Originally Posted by bircheater
I'm a physicist. Reading this thread is hilarious. I starting thinking Beaver was an idiot, but actually he's mostly right. The confusion is because the statement of the problem is incorrect. If the plane stayed stationary relative to the ground, indeed it would not take off. But it won't stay stationary relative to the ground (assuming the wheels spin without friction). The plane will move relative to the treadmill, no matter how fast the treadmill moves. So it will merely fall off the front of the treadmill. Or, if the treadmill is very long, it will speed up relative to both the ground and the air, and then take off.
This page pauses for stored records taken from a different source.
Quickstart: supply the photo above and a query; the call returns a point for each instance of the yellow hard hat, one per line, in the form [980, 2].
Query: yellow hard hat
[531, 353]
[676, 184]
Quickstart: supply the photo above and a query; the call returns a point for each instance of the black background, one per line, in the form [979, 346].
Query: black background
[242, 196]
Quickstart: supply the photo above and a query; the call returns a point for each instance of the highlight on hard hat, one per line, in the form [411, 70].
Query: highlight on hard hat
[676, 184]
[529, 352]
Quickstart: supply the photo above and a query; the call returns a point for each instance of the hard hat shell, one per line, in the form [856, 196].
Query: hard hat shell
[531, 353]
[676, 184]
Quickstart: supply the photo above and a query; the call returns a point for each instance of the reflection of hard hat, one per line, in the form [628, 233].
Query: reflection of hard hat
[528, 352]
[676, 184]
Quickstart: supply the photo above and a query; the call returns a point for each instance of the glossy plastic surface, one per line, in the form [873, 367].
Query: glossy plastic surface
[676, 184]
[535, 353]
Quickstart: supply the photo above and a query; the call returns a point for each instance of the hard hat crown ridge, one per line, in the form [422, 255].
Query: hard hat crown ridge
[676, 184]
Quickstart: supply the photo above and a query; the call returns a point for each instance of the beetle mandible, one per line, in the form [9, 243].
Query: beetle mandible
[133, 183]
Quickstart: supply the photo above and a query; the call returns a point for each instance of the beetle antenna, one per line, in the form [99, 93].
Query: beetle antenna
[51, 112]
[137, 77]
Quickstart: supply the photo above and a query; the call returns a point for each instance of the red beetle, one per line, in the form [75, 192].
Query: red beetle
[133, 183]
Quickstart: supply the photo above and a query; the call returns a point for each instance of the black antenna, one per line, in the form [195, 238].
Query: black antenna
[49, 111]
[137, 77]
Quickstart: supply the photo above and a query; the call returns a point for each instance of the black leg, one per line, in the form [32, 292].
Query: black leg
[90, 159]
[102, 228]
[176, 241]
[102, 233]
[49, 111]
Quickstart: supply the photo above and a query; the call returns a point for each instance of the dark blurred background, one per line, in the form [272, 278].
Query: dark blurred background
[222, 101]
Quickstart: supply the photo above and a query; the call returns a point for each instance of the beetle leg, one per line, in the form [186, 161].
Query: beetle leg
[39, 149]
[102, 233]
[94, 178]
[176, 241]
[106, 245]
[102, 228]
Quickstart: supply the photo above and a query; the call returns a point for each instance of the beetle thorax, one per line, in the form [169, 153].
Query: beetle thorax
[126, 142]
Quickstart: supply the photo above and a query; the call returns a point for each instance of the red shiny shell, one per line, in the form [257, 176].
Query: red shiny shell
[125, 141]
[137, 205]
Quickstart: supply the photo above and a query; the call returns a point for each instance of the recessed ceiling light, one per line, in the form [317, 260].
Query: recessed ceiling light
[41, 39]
Think of it with respect to the wheelchair. You're sitting in a wheelchair on a treadmill. The wheelchair wheels turn w/o friction. I stand behind you and hold you in place. The treadmill starts to move. I just hold you there, and the wheels spin. The treadmill moves faster. I don't have to hold you with any more force, the wheels just spin faster. Work is done by the treadmill on the wheels, but there is no force whatsoever on the wheelchair from the treadmill. Its only function is to spin the wheels faster. Now say I walk alongside the treadmill and push you along. The speed you move forward is completely independent of the speed with which the treadmill turns.
This is basically the same thing that's happening to the plane, because as Beaver points out the engines are pushing you relative to the air, not the ground.
Edit: reread the original statement of the problem, and it's actually not incorrect, just intentionally confusing.